1. **Disease gene overlap** (if disease context provided):
   a. Get disease-associated targets from OpenTargets
   b. Intersect with SVGs
   c. For overlapping genes, get specific evidence
2. **Druggable target identification**:
   a. Run DGIdb_get_gene_druggability on all SVGs
   b. For druggable genes, check OpenTargets tractability
   c. Get approved drugs for druggable spatial targets
3. **Clinical trials**:
   a. Search for trials targeting spatial genes in the disease context
   b. Prioritize trials for genes in disease-enriched spatial domains
4. **Cancer-specific** (if cancer):
   a. Check CIViC for clinical evidence
   b. Get mutation prevalence from cBioPortal (if specific mutations known)
   c.

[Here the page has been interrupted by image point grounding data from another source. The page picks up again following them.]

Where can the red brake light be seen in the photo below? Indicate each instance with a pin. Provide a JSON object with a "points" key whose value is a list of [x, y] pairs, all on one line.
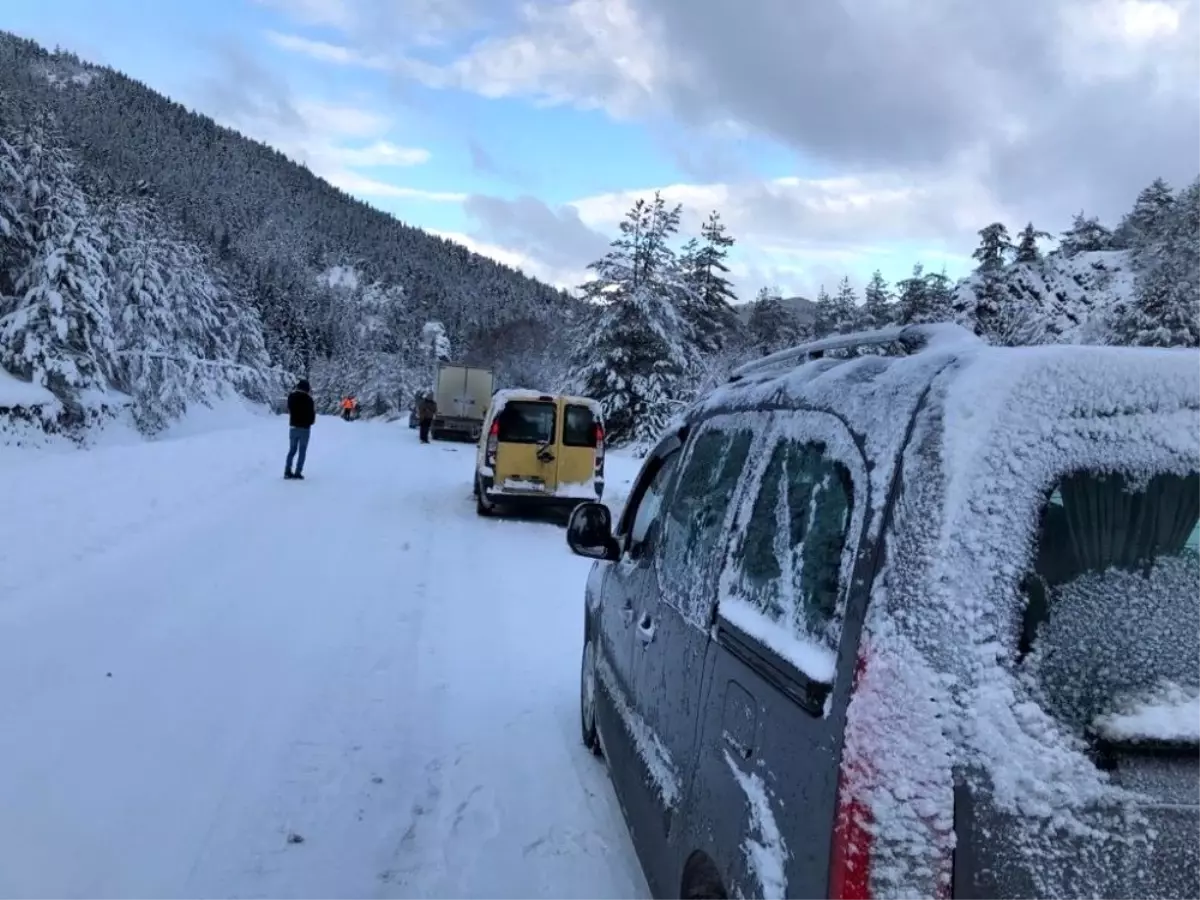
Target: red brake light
{"points": [[850, 867]]}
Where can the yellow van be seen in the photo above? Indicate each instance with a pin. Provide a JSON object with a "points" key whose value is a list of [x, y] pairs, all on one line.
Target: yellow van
{"points": [[539, 450]]}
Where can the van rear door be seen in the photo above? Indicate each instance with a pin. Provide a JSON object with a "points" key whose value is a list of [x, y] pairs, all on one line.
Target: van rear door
{"points": [[527, 459], [581, 448], [1109, 647]]}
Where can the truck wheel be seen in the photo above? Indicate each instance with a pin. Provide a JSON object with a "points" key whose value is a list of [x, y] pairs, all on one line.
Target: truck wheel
{"points": [[483, 507], [588, 699]]}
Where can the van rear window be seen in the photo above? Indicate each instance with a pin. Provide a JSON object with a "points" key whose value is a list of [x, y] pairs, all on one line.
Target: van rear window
{"points": [[527, 423], [579, 427], [1111, 612]]}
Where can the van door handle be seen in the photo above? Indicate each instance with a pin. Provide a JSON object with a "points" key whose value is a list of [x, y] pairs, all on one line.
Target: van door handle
{"points": [[627, 612]]}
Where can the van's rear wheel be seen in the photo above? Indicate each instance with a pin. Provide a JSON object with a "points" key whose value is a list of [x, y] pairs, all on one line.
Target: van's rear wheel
{"points": [[588, 699], [483, 507], [701, 880]]}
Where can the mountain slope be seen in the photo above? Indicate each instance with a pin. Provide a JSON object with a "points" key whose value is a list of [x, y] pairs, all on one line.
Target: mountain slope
{"points": [[185, 227]]}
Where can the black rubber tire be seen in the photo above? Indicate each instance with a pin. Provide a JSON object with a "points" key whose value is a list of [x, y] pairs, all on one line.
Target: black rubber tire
{"points": [[701, 880], [588, 699], [481, 508]]}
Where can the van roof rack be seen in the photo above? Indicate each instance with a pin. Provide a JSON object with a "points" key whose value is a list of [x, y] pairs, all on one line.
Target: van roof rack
{"points": [[909, 339]]}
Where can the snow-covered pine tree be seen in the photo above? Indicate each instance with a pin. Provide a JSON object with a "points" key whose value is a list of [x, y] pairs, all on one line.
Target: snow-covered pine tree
{"points": [[1027, 250], [877, 307], [1085, 235], [1165, 309], [709, 299], [59, 333], [924, 298], [912, 301], [16, 241], [838, 315], [822, 315], [939, 297], [771, 327], [1149, 220], [637, 354], [994, 250]]}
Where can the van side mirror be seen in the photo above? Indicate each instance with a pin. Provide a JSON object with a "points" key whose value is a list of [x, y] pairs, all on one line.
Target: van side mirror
{"points": [[589, 533]]}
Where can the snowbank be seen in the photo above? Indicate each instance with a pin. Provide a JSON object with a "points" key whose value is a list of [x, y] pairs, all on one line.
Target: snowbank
{"points": [[16, 393]]}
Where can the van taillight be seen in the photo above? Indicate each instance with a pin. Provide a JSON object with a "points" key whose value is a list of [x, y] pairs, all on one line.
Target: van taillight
{"points": [[493, 443], [850, 868], [850, 864], [853, 841]]}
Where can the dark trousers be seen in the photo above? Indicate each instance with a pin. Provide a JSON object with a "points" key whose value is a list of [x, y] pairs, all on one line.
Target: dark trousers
{"points": [[298, 449]]}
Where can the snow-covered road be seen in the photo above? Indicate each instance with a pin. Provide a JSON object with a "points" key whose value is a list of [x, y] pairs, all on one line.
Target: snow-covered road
{"points": [[220, 685]]}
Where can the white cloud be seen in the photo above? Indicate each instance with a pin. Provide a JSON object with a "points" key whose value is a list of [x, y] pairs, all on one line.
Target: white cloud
{"points": [[793, 233], [559, 277], [845, 214], [333, 13], [363, 186], [325, 52], [383, 153]]}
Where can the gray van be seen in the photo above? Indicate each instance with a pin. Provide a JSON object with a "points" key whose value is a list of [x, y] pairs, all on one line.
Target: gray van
{"points": [[900, 615]]}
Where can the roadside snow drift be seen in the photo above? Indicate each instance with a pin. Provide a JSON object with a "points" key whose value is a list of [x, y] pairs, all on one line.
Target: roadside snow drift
{"points": [[219, 685]]}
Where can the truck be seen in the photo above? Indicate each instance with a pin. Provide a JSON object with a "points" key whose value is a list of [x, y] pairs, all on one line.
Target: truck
{"points": [[462, 394]]}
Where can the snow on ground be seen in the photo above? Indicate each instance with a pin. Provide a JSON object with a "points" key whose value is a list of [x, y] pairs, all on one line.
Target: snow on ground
{"points": [[219, 685]]}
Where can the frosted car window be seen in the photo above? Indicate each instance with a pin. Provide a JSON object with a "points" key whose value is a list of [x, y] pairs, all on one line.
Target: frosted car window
{"points": [[1110, 601], [789, 557], [694, 528], [651, 505]]}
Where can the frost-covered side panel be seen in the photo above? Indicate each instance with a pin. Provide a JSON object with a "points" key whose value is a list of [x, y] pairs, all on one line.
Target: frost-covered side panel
{"points": [[766, 851], [653, 754], [946, 627]]}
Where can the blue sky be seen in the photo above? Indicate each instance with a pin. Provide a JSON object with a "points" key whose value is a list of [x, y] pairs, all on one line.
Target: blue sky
{"points": [[526, 129]]}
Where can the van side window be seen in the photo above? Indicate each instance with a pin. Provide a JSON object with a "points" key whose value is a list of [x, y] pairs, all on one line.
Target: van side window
{"points": [[647, 519], [693, 537], [527, 423], [579, 426], [787, 561], [1111, 615]]}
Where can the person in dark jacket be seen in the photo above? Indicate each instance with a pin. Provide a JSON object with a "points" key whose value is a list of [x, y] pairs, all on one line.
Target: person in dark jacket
{"points": [[425, 412], [301, 417]]}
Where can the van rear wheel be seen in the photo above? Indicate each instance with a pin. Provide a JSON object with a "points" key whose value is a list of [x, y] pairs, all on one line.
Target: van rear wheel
{"points": [[483, 508], [588, 699]]}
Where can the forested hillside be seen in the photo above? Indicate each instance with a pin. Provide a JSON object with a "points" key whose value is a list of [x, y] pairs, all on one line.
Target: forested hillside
{"points": [[150, 258], [664, 336]]}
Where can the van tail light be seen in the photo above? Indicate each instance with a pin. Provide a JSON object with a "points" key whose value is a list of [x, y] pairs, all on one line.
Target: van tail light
{"points": [[493, 444], [850, 865], [853, 838]]}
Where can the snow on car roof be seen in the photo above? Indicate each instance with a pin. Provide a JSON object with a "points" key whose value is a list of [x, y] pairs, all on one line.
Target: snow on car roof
{"points": [[1006, 425], [516, 395], [942, 689]]}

Check immune checkpoint genes in spatial data

---

## Phase 6: Multi-Modal Integration

**Objective**: Integrate protein, RNA, and metabolite spatial data when available.

### Tools Used

**HPA_get_subcellular_location** (protein localization):
- **Input**: `gene_name` (string)
- **Output**: `{gene_name, main_locations, additional_locations, location_summary}`
- **Use**: Compare mRNA spatial pattern with protein subcellular location

**HPA_get_rna_expression_in_specific_tissues** (tissue RNA):
- **Input**: `ensembl_id` (string), `tissue_name` (string)
- **Output**: Expression data for specific tissue
- **Use**: Validate spatial expression against bulk tissue data

**Reactome_map_uniprot_to_pathways** (metabolic pathways):
- **Input**: `id` (string) - UniProt accession
- **Output**: List of pathways
- **Use**: Map genes to metabolic pathways for metabolomics integration

**kegg_get_pathway_info** (KEGG pathway details):
- **Input**: `pathway_id` (string) - KEGG pathway ID
- **Output**: Pathway information including metabolites
- **Use**: Link spatial genes to metabolic pathways and metabolites

### Workflow

1. **RNA-Protein concordance** (if protein data provided):
   a. For each gene with both RNA and protein data:
      - Compare spatial RNA pattern with protein detection
      - Check HPA for known post-transcriptional regulation
      - Note concordant (expected) vs discordant (interesting) patterns
2. **Subcellular context**:
   a. Map spatial RNA localization to protein subcellular location (HPA)
   b. Secreted proteins -> likely paracrine signaling
   c. Membrane proteins -> cell surface markers
   d. Nuclear proteins -> transcription factors
3. **Metabolic integration** (if metabolomics available):
   a. Map genes to metabolic pathways (Reactome, KEGG)
   b. Link detected metabolites to enzyme-encoding genes
   c. Identify spatial metabolic heterogeneity
   d. Check for known metabolic zonation patterns

---

## Phase 7: Immune Microenvironment (Cancer/Inflammation)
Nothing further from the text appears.